In the second that Targo bent down the Very Young Man bounded forward, and with a leap that his football days had taught him so well how to make, he landed squarely upon the bare, broad back of his antagonist. The impact of his weight forced Targo down upon the floor, and losing his balance he fell, with the Very Young Man on top of him. They hit the leg of the table as they rolled over, and something dropped from it to the floor, striking the stone surface with a thud.

The knife still stuck in the dead man's body. The Very Young Man thought he could reach it, but his opponent's great arms were around him now and held him too tightly. He tried to pull himself loose, but could not. Then he rolled partly over again, and met Targo's eyes above, leering triumphantly down at him. He looked away and wrenched his right arm free. Across the room he could see the girl still crouching in the corner. His right hand sweeping along the floor struck something heavy lying there. His fingers closed over it; he raised it up, and hardly knowing what he did, crashed it against his enemy's head.

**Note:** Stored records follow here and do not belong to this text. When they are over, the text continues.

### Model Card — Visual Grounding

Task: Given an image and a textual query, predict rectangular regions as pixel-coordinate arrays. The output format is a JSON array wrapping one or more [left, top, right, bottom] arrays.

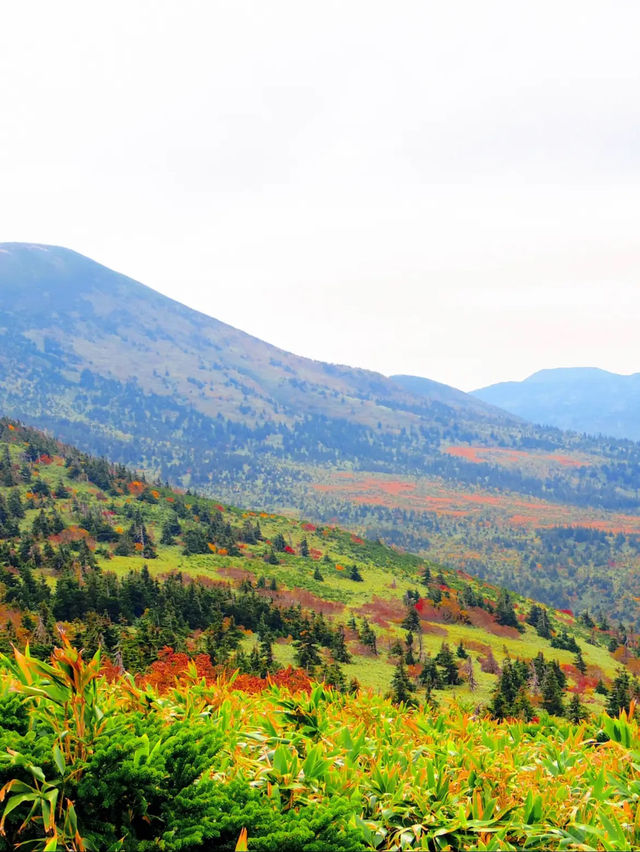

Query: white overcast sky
[[0, 0, 640, 390]]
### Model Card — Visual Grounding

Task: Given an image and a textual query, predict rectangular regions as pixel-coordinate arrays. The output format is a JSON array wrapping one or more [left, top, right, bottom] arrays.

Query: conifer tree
[[542, 665, 564, 716], [391, 657, 413, 704], [293, 627, 320, 673], [435, 642, 460, 686], [404, 631, 416, 666], [567, 692, 587, 725], [607, 669, 631, 716], [462, 655, 478, 692], [331, 624, 351, 663]]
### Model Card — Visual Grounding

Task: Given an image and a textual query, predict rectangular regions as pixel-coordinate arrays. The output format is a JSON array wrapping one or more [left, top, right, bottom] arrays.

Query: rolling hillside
[[472, 367, 640, 441], [0, 430, 640, 852], [0, 420, 624, 709], [0, 243, 640, 624]]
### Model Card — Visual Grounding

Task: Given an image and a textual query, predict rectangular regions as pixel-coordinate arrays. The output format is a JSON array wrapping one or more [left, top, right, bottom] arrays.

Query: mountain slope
[[0, 418, 640, 852], [6, 243, 640, 622], [0, 419, 615, 705], [472, 367, 640, 441], [389, 375, 516, 418]]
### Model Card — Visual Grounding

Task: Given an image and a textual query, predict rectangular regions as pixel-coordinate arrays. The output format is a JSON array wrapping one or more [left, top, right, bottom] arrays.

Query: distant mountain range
[[0, 243, 517, 487], [473, 367, 640, 441], [6, 243, 640, 623]]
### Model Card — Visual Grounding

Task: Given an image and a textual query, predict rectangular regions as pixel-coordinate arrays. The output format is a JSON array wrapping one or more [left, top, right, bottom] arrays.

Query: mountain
[[0, 243, 513, 476], [0, 418, 640, 852], [389, 375, 515, 418], [6, 243, 640, 623], [473, 367, 640, 441], [0, 418, 624, 703]]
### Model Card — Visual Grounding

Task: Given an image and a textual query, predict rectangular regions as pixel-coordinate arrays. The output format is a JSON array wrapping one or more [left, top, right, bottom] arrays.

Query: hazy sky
[[0, 0, 640, 390]]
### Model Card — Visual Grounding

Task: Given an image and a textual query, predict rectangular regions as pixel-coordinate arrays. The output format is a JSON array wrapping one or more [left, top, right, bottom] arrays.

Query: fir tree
[[542, 665, 564, 716], [331, 624, 351, 663], [402, 603, 420, 633], [391, 657, 413, 704], [567, 692, 588, 725], [293, 628, 320, 673], [349, 565, 363, 583], [462, 654, 478, 692], [496, 589, 522, 630], [404, 631, 416, 666], [607, 669, 631, 716], [435, 642, 460, 686]]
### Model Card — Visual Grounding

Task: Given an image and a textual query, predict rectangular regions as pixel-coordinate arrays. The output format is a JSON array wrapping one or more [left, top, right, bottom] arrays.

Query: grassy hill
[[0, 420, 640, 708], [0, 419, 640, 852], [0, 243, 640, 625]]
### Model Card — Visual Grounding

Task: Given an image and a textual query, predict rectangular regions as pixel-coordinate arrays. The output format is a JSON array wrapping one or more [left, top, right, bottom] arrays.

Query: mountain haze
[[473, 367, 640, 441], [6, 243, 640, 623], [0, 243, 515, 484]]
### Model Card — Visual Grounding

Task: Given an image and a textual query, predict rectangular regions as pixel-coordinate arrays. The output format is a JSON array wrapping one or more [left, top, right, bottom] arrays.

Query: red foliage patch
[[357, 597, 407, 623], [276, 589, 344, 615]]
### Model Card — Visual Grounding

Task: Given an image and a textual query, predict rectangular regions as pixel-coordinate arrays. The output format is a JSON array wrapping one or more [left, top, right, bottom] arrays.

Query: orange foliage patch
[[138, 647, 311, 693]]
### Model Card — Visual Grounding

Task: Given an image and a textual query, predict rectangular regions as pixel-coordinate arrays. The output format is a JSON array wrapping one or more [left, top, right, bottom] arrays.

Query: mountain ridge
[[471, 367, 640, 441]]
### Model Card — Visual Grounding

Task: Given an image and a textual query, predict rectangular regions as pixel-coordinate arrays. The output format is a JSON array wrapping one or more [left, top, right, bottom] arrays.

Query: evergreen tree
[[567, 692, 588, 725], [435, 642, 460, 686], [402, 603, 420, 633], [391, 657, 413, 704], [349, 565, 363, 583], [293, 627, 320, 673], [496, 589, 522, 630], [418, 654, 443, 696], [542, 665, 564, 716], [462, 654, 478, 692], [404, 631, 416, 666], [607, 669, 631, 716], [360, 618, 378, 656], [320, 663, 347, 692], [331, 624, 351, 663], [574, 651, 587, 674]]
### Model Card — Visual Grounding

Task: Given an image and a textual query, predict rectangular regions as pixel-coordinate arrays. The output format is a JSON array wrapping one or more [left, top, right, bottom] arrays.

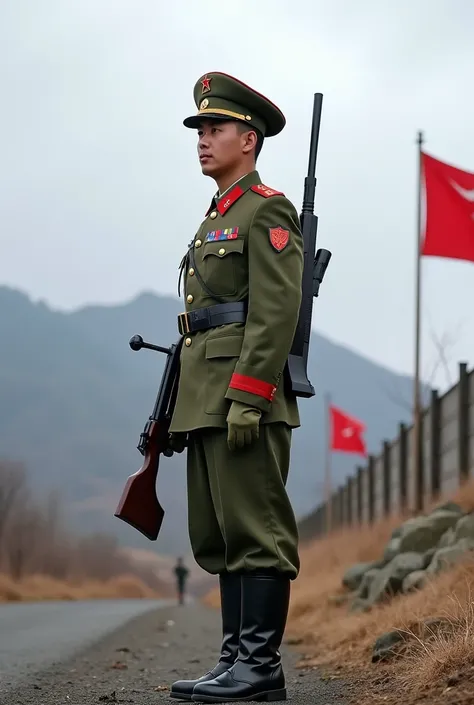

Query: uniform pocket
[[202, 238, 245, 296], [206, 335, 243, 415]]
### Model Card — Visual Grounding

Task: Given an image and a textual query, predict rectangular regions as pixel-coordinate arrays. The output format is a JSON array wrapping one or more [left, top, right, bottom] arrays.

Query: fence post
[[330, 492, 339, 529], [346, 477, 354, 526], [398, 422, 408, 513], [382, 440, 391, 516], [458, 362, 469, 483], [367, 455, 375, 524], [430, 389, 441, 499], [357, 465, 364, 524], [339, 485, 347, 526], [412, 408, 425, 512]]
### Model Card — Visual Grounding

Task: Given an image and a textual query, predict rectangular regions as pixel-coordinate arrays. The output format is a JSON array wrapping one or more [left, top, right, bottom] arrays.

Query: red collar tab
[[250, 184, 285, 198], [217, 184, 245, 215], [204, 198, 216, 218]]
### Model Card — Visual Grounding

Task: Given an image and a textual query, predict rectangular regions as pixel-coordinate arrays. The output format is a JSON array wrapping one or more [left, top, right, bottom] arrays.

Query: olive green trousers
[[187, 423, 300, 580]]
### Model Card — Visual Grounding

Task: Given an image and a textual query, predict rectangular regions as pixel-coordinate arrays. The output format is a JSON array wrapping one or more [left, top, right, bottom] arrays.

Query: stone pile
[[342, 502, 474, 611]]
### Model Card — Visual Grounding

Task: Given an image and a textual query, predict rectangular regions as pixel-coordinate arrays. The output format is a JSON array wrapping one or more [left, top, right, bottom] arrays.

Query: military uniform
[[170, 73, 303, 702]]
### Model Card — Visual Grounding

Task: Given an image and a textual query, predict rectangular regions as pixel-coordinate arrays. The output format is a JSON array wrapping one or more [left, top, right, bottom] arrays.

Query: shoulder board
[[250, 184, 285, 198]]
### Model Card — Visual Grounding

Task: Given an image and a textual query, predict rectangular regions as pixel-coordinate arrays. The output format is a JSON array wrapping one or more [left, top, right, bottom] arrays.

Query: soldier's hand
[[168, 433, 188, 453], [227, 401, 262, 450]]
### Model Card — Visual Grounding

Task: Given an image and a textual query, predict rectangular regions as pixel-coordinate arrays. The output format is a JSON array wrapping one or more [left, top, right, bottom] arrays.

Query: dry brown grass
[[201, 483, 474, 705], [0, 574, 162, 602]]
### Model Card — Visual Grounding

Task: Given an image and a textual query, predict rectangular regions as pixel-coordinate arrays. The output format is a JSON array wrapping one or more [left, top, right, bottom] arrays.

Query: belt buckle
[[178, 311, 191, 335]]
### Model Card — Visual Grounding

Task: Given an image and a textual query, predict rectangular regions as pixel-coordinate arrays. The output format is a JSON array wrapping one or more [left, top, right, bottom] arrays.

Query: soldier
[[170, 72, 304, 702]]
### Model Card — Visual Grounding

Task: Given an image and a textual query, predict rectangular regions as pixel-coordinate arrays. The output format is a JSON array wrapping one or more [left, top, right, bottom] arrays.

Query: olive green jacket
[[170, 171, 303, 432]]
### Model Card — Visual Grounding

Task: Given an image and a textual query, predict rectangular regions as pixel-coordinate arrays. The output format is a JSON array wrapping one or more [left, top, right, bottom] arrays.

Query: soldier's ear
[[242, 130, 258, 154]]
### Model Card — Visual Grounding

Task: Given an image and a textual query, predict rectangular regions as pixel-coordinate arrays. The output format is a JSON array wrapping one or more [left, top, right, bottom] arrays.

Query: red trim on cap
[[250, 184, 285, 198], [217, 184, 245, 215], [229, 372, 277, 401]]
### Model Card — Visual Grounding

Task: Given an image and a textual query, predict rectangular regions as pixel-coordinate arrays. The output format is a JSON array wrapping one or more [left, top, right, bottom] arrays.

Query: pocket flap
[[202, 237, 245, 259], [206, 335, 243, 360]]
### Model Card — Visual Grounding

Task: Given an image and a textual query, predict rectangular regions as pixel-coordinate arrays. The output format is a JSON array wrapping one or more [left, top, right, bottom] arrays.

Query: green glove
[[169, 433, 188, 453], [227, 401, 262, 450]]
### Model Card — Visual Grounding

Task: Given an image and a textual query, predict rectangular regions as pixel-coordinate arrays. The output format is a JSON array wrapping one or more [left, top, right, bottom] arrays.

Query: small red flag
[[329, 406, 367, 456], [421, 153, 474, 262]]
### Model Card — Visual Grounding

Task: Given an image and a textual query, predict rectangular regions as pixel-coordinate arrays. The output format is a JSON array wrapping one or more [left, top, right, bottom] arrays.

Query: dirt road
[[0, 602, 347, 705]]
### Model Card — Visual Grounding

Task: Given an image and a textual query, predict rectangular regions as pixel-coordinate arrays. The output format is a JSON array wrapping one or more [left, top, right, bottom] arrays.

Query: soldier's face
[[197, 120, 252, 178]]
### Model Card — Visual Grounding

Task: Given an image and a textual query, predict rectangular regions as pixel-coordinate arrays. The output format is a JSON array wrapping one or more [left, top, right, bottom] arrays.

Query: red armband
[[229, 372, 277, 401]]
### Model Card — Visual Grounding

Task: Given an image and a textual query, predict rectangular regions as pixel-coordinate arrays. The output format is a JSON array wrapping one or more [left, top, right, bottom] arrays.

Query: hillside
[[0, 287, 422, 554]]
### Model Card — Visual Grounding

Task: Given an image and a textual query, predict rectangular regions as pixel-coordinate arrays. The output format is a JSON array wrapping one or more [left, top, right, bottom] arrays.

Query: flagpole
[[413, 130, 423, 511], [324, 392, 332, 533]]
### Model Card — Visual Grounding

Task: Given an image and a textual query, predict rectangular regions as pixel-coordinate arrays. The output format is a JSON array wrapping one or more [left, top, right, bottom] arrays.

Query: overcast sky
[[0, 0, 474, 389]]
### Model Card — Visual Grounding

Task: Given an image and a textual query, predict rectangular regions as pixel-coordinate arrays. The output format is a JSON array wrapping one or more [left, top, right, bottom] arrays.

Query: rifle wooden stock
[[114, 336, 182, 541]]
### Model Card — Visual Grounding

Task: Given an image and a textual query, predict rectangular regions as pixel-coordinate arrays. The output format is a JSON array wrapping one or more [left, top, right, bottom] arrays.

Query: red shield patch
[[270, 226, 290, 252]]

He felt the tense muscles of the man relax, and then the weight of his inert body as it pressed down upon him. He wriggled free, and sprang to his feet. As he stood weak and trembling, looking down at the unconscious form of Targo lying upon the floor, the girl suddenly ran over and stood beside him. Her slim little body came only a little above his shoulder; instinctively he put his arm about her.

A voice, calling from outside the room, made the girl look up into his face with new terror.

"Others are coming," she whispered tensely and huddled up against him.

The Very Young Man saw that the room had two doors—the one through which he had entered, and another in one of its other walls. There were no windows. He pulled the girl now towards the further door, but she held him back.

"They come that way," she whispered.

Another voice sounded behind him and the Very Young Man knew that a man was coming up along the passageway from the front entrance. Targo's men! He remembered now the skulking figure he had seen outside the house. There were more than two, for now he heard other voices, and some one calling Targo's name.

He held the girl closer and stood motionless. Like rats in a trap, he thought. He felt the fingers of his right hand holding something heavy. It was a piece of stone—the stone he had looked at through the microscope—the stone with which he had struck Targo. He smiled to himself, and slipped it into his pocket.